Au centre commercial, deux dames emballent de papier cadeau les achats des clients sortis de boutiques réparties sur trois étages. Ceux-ci déposent devant elles des objets de toute forme: tablettes, nappes, bougies, bijoux.
J’ai fait l’exercice il y a vingt ans, à Verbanne, dans un magasin de luxe. Une clientèle fortunée achetait des objets coûteux. L’emballage devient alors un métier d’art. Pratiquer sans soin la pose du papier serait un signe de mépris. Les clients ont payé, le tiroir-caisse est rentré et ce service gratuit qui clôt la transaction, l’emballage, a valeur de symbole. Le client en a‑t-il pour son argent? Lui seul est juge. Seulement voilà, la pratique de l’emballage cadeau exige une technique. Plus que cela, un talent de spontanéité proprement architectural. Lorsque le client pousse sur le comptoir une boîte de chocolats, tout va bien. Lorsqu’il y ajoute un briquet et un stylo, que faire?
Je lève les yeux:
- Séparé?
Le client explique que le destinataire est le même.
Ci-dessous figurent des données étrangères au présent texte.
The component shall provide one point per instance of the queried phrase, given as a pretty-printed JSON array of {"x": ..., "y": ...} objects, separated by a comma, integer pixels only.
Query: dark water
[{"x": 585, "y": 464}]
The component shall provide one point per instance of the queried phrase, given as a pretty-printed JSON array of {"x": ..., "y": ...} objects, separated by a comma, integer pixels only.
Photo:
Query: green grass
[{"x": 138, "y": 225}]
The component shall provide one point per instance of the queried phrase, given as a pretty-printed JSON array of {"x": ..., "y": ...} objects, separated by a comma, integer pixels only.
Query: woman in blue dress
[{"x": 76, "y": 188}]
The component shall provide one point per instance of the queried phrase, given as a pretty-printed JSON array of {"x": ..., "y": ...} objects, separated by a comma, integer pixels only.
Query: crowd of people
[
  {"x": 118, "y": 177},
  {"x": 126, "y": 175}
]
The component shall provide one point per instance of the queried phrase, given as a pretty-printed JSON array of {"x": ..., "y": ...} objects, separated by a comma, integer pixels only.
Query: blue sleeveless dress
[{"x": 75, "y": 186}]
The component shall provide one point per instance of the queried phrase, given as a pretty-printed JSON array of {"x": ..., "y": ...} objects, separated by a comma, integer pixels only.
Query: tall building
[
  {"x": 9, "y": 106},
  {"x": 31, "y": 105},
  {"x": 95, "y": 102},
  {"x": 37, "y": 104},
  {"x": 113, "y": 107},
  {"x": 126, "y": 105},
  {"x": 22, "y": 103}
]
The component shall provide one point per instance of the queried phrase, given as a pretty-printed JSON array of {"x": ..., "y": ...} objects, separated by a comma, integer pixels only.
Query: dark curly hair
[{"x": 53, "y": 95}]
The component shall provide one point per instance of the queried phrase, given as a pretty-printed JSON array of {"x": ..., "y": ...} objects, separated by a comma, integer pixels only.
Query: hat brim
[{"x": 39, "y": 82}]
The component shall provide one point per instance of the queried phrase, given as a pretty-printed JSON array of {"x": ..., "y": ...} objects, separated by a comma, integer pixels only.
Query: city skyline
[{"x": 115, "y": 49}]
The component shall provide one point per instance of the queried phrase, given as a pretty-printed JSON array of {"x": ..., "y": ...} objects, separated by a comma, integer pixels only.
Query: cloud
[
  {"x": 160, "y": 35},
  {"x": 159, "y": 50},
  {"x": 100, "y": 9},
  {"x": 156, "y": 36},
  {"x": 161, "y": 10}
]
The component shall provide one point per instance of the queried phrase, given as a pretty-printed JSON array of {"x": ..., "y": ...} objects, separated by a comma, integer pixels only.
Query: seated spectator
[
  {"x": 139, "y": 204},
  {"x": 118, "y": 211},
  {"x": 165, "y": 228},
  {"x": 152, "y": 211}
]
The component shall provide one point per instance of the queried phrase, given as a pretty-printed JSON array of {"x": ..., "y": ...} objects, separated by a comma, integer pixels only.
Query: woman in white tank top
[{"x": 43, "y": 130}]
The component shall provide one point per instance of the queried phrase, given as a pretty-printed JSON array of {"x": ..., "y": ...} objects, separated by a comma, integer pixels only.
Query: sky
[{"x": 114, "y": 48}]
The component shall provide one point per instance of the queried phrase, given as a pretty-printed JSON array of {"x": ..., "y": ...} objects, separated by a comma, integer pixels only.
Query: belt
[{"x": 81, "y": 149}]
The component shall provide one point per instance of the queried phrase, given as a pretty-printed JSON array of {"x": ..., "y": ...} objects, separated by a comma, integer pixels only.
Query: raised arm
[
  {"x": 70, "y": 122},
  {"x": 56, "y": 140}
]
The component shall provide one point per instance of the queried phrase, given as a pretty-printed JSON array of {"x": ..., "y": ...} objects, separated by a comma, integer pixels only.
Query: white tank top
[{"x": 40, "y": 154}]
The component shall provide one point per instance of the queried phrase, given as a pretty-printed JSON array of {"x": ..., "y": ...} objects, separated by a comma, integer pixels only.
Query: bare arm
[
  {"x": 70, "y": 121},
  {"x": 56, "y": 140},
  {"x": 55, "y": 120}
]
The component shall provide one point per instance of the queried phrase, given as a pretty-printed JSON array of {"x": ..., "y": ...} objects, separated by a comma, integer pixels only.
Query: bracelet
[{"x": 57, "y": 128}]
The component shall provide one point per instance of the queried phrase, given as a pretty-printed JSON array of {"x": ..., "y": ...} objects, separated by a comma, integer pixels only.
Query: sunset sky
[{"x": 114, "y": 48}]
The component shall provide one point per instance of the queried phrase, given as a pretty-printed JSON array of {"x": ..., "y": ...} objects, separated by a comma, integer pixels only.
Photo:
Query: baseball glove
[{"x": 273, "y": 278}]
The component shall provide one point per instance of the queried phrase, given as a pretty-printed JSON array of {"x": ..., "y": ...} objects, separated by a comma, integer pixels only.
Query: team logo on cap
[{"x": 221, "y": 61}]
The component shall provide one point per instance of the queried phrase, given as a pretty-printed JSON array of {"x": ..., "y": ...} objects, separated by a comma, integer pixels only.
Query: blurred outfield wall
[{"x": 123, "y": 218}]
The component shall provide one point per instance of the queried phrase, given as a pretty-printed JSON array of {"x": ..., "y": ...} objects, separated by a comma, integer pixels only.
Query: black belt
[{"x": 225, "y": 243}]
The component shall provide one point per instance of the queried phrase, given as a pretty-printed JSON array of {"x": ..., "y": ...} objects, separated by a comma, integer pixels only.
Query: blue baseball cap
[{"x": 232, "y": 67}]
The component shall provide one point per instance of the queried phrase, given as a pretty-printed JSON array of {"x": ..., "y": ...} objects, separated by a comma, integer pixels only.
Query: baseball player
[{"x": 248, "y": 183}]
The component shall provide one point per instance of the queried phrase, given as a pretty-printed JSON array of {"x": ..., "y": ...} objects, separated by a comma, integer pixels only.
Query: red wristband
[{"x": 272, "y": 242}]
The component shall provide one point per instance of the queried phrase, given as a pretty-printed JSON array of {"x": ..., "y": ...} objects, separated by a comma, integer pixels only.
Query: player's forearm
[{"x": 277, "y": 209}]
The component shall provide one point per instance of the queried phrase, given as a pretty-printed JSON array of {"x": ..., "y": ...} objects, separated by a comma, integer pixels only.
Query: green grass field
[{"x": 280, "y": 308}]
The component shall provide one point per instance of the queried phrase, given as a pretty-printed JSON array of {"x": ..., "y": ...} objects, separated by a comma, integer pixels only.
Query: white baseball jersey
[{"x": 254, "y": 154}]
Dès lors commence un compte à rebours. Il s’agit de trouver la meilleure configuration avant même de prendre les objets en main car de celle-ci dépend la longueur du papier que l’on prélèvera sur le rouleau. Ensuite on dispose l’objet le plus rassurant en partie basse. Ici, la boîte de chocolats. A noter que celle-ci doit être déposée à l’envers pour que le destinataire du cadeau puisse la découvrir à l’endroit lorsqu’il déchirera la papier. Et c’est là que le cauchemar commence: théoriquement, il faudrait disposer sur le papier les deux objets plus petits l’un contre l’autre puis la boîte de chocolats par-dessus. De plus, dans ce moment, le client qui jouit consciemment de sa puissance (il a payé et chacun de vos gestes lui est dû) ne quitte pas votre activité du regard.
Fort de ces quelques souvenirs, je prends donc mon tour dans la file qui mène à la table où travaillent les deux dames de l’emballage. L’homme qui me précède tient sous le bras un ours en peluche de grande taille, la cliente dont c’est le tour dépose sur la table une théière. Une punition cette théière! Pourtant les employées demeurent impassible. Elles saisissent ce qu’on leur apporte, et calmement, le font disparaître sous une couche de papier. Qu’elles aient résolu le problème de l’emballage me paraît étonnant. je cherche le secret. Il y en a un puisque, de fait, telles que je les vois, elles ne craignent rien, ne s’affolent pas, ne suent pas. Ajoutons que leurs emballages sont parfaits.
Lorsqu’au bout de dix minutes d’attente, je décide d’abandonner mon tour, je comprends: elles prennent leur temps. Chaque objet est considéré comme un défi et elles résolvent les difficultés avec méthode. Mais cette solution ne m’aurait été d’aucune aide. Si elles peuvent agir ainsi, c’est parce qu’elles ne relèvent d’aucune boutique. Les client ont payé et se sont acheminés. Ici, à cette table, ce qui leur est fourni est un service gratuit: protester serait donc mal venu.